There are downsides. This is not a book to be read in one go: there is simply too much information and a range of ideas, objects, and connections to take in. Likewise, this is simply an extremely heavy book. It is rather difficult to read at almost any comfortable position (believe me, I tried), though placing it one the coffee table while reading helped. Also, if you want to read this through, I don't recommend checking it out of the library - I had to run through all two possible renewals because it was so long and I couldn't read it constantly. Furthermore, the price makes me think twice even after knowing I want to read this again.
This is a book for multiple readers.
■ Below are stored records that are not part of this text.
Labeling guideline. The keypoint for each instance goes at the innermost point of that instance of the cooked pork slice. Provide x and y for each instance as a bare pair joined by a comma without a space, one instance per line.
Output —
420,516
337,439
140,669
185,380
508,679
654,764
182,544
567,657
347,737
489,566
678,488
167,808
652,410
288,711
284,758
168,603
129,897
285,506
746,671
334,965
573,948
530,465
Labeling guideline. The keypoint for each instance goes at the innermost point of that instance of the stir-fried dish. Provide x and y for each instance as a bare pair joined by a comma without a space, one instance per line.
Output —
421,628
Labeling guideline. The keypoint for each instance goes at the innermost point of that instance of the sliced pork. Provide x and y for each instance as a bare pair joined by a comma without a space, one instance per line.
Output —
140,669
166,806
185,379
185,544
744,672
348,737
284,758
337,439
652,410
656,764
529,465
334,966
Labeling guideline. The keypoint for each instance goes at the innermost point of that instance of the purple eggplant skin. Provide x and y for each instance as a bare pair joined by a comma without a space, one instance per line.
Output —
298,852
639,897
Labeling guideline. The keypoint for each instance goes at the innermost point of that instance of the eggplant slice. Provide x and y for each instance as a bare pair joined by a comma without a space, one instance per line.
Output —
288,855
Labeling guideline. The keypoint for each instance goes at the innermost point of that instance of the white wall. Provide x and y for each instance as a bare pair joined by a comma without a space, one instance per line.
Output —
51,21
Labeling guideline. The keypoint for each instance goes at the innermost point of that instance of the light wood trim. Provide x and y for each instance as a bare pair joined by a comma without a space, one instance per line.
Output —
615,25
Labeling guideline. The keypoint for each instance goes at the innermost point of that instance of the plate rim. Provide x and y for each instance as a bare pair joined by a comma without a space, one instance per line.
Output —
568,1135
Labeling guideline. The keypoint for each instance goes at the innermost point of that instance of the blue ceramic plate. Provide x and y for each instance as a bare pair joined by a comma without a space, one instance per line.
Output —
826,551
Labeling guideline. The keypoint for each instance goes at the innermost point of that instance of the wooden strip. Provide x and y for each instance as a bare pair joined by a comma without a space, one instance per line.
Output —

If you know little to nothing about America History, this gives you a good starting position. If you've read a great deal of American History, you'll learn more about old friends and see objects you've never seen before. And if you are an historian, you will get a glimpse of the mindset of a museum curator/archivist - as one of my professor's described it, "dragon's guarding their gold." This wars with the understanding that the object needs to be seen and used in an exhibit to serve the purpose for preservation in the first place.
I highly recommend giving this book a shot, though the price tag makes me cringe. I will say I believe it's worth the money; however, you might want to borrow it from your library and glance through it to make sure it works for you. It is a fun and fascinating way to learn about the USA's history and it's on my short list to buy. I plan to return to this book often.